Une des responsabilités de l’EMA, pour laquelle sa légitimité est indiscutable, c’est justement de mettre l’ensemble des travaux et des réflexions conduits au sein des armées dans cette perspective opérationnelle, c’est ce que j’appelle « le fil rouge des opérations ».

  1. Donnons au soutien le moyen de soutenir au mieux. Vous avez souligné cette préoccupation lors de votre dernière adresse à l’EMA. Quels sont les efforts à produire ?

La LPM prévoit quatre axes majeurs incarnant les priorités de la Revue stratégique. Elle sanctuarise également les financements afférents à :

  • l’amélioration des conditions de vie et de fonctionnement courant des armées ;
  • la nécessaire modernisation des équipements et le comblement des réductions capacitaires ;
  • l’autonomie stratégique et la coopération, notamment avec nos partenaires européens ;
  • l’innovation et la transformation.

L’effort inscrit de 295 Md€ sur 2019-25, portant le budget du ministère des armées à 2% du PIB à l’horizon 2025, est un engagement politique fort qui témoigne de la prise de conscience du besoin de sécurité exprimé par les Français. Mais l’équilibre de cette LPM entre fonctionnement et investissement a été délicat à trouver tant les coupes budgétaires précédentes nous avaient coûté en termes de ressources et de moyens. La situation inquiétante du soutien – en dépit des efforts importants de fusion et d’optimisation pour limiter les effets de ces coupes - et l’impact sur le maintien en condition opérationnelle en sont les conséquences immédiates. Il convient donc de suivre avec attention le déroulement de l’année 2018 et des toutes premières années de cette nouvelle LPM pour ajuster si nécessaire les priorités car nous le savons bien, une armée qui n’est plus capable de restaurer ses capacités (personnels et équipements) est une armée condamnée à perdre à court ou moyen terme.

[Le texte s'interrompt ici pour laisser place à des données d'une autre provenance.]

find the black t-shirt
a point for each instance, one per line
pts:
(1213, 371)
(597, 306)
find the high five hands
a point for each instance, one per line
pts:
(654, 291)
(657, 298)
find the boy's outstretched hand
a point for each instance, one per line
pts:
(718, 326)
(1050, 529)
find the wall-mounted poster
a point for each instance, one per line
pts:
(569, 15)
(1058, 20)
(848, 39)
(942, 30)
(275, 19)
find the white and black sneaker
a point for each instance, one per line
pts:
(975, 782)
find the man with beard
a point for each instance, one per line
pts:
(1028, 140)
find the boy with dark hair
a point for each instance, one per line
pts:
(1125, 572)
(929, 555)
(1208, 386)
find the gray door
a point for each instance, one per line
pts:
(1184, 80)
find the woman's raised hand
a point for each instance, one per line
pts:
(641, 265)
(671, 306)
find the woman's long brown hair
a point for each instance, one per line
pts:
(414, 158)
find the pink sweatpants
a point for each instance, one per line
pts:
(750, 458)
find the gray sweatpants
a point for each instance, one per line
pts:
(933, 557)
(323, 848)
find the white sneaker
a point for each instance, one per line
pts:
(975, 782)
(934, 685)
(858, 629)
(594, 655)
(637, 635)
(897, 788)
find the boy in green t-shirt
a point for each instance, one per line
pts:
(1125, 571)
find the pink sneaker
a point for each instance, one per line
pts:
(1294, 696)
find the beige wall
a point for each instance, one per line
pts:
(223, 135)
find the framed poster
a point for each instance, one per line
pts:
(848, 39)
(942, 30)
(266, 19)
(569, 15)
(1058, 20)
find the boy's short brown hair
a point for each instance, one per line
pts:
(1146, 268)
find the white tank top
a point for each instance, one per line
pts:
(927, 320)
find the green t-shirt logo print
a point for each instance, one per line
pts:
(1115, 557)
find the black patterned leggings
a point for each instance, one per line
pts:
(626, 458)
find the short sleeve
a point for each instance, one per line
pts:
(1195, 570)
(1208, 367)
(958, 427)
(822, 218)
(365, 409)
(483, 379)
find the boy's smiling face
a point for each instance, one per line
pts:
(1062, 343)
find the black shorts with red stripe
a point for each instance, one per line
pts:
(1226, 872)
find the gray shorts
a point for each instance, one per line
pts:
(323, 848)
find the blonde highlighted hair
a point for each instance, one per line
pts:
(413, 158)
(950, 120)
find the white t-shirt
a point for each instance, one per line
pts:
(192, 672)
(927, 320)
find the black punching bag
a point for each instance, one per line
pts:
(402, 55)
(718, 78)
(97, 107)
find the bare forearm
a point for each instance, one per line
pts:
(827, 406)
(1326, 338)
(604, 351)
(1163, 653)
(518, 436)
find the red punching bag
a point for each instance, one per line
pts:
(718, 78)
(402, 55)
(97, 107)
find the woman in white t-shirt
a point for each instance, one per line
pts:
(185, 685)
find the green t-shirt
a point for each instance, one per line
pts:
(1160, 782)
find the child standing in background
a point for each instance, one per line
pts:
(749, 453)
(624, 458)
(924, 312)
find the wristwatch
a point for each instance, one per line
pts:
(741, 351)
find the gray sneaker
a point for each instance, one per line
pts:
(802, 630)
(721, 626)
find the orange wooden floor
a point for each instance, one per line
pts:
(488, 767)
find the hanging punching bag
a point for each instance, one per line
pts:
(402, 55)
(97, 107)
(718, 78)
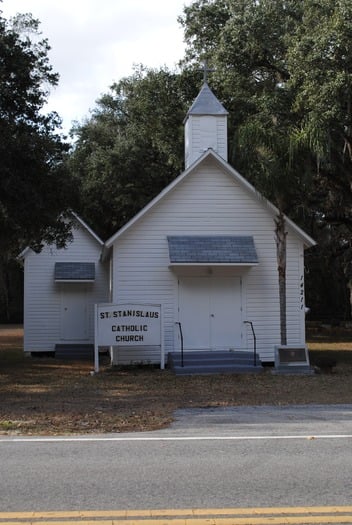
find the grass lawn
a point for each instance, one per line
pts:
(48, 396)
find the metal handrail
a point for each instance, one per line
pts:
(181, 336)
(254, 343)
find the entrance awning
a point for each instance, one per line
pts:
(74, 272)
(232, 250)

Lors de ma dernière adresse à l’EMA, j’avais insisté sur le fait que la seule raison d’être de nos services interarmées était de satisfaire les besoins des armées et appelé les armées à l’indulgence face à l’ampleur de la transformation qui était en cours et à l’exigence une fois cette transformation terminée et les ressources ad hoc en place. Cette période est encore devant nous mais à notre portée désormais.